First, I employ a combination of quantitative and qualitative methods to identify middle neighborhoods in each city. Using neighborhood-level Census data on household income levels, I find that these cities display residential patterns similar other middle-income, mid-sized cities in the US, where lower-income neighborhoods concentrate toward the city-center, higher-income neighborhoods sprawl around the suburbs, and middle-income neighborhoods form a growing buffer zone in between, teetering on the edge of these two extremes.
Second, I work to understand the challenges faced by middle neighborhoods and examine how they have changed over time. I find that the number of middle neighborhoods in Great Falls, Pocatello, and Salt Lake City decreased over the two decades preceding the pandemic, as many middle-income neighborhoods had flipped to either higher-income or lower-income by 2020. These patterns demonstrate the instability of middle neighborhoods in the Mountain West and motivate the remainder of my research, which asks if community development practitioners in the region are conducting work that might stabilize middle neighborhoods and, if so, how their efforts might be better supported going forward.
Third, and most importantly, I worked with practitioners at NeighborWorks Great Falls, NeighborWorks Pocatello, and NeighborWorks Salt Lake, as well as other community development organizations in the region, to understand how each organization is responding neighborhood change, focusing particularly on the immense challenges brought about by the pandemic. I learned that community development organizations in the Mountain West are leading the charge on innovative and impactful work to support and stabilize middle neighborhoods. For example, NeighborWorks Boise’s Pocket Neighborhoods program is building higher density, income-restricted housing in less dense parts of neighborhoods at risk of gentrifying. Similarly, NeighborWorks Great Falls has been redeveloping undermaintained and aging properties in potentially gentrifying areas and selling them to lower-income households.

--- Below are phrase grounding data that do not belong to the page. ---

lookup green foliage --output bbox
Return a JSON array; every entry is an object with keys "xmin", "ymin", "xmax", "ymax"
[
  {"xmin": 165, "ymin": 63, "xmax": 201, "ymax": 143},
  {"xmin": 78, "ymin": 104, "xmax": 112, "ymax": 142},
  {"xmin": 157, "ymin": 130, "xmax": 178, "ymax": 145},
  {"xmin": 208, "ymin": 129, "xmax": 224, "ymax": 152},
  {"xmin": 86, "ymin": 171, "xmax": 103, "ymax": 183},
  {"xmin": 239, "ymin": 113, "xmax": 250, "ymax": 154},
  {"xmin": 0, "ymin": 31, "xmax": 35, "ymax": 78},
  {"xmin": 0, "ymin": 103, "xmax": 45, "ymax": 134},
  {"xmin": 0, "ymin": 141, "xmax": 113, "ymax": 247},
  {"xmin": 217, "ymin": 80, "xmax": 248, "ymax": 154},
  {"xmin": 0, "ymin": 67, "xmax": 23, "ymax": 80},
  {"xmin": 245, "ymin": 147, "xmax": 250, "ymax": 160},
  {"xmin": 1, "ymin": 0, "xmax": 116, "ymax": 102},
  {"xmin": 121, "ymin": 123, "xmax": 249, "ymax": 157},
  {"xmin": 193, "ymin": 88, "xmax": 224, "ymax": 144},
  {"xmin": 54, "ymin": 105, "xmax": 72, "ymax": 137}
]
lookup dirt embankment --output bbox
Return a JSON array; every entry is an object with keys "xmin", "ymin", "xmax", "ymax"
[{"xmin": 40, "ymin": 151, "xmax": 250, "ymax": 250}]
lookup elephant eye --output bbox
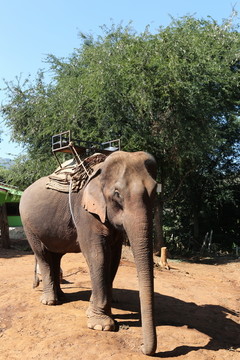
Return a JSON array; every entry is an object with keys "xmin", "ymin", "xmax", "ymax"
[
  {"xmin": 114, "ymin": 190, "xmax": 120, "ymax": 198},
  {"xmin": 113, "ymin": 190, "xmax": 123, "ymax": 208}
]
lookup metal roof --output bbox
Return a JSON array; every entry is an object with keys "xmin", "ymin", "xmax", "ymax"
[{"xmin": 0, "ymin": 183, "xmax": 22, "ymax": 203}]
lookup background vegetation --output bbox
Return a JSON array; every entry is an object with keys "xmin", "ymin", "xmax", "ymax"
[{"xmin": 1, "ymin": 15, "xmax": 239, "ymax": 255}]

However, my research also highlights the gaps in policy design, delivery, and financing tools that tend to push community development organizations toward work that favors retroactive repair over prevention. A key challenge is that many existing housing and community development initiatives tend to exclusively target lower-income neighborhoods (or occasionally higher-income ones), rather than providing tools to neighborhoods at risk of shifting from middle- to lower-income. They also prioritize the creation of affordable rental housing over affordable homeownership opportunities. Thus, successfully addressing the challenges of middle neighborhoods might require new financing sources at the federal, state, and private-sector levels to explicitly focus efforts on middle neighborhoods, and include initiatives that create homeownership opportunities within these neighborhoods as an instrument for stabilization.
Ultimately, this research aims to support housing and community development practitioners across the region who are grappling with post-pandemic neighborhood change, helping to illuminate the needs of middle neighborhoods and identify the ongoing community development programs that serve (or fail to serve) them. It also situates the robust work being done by NeighborWorks organizations in the Mountain West in the context of more structural challenges faced by middle neighborhoods. More broadly, it seeks to return research and policy attention to middle neighborhoods, inviting new place-based approaches to improving housing access for the American middle class as the nation works to recover, rebuild, and reimagine following the pandemic.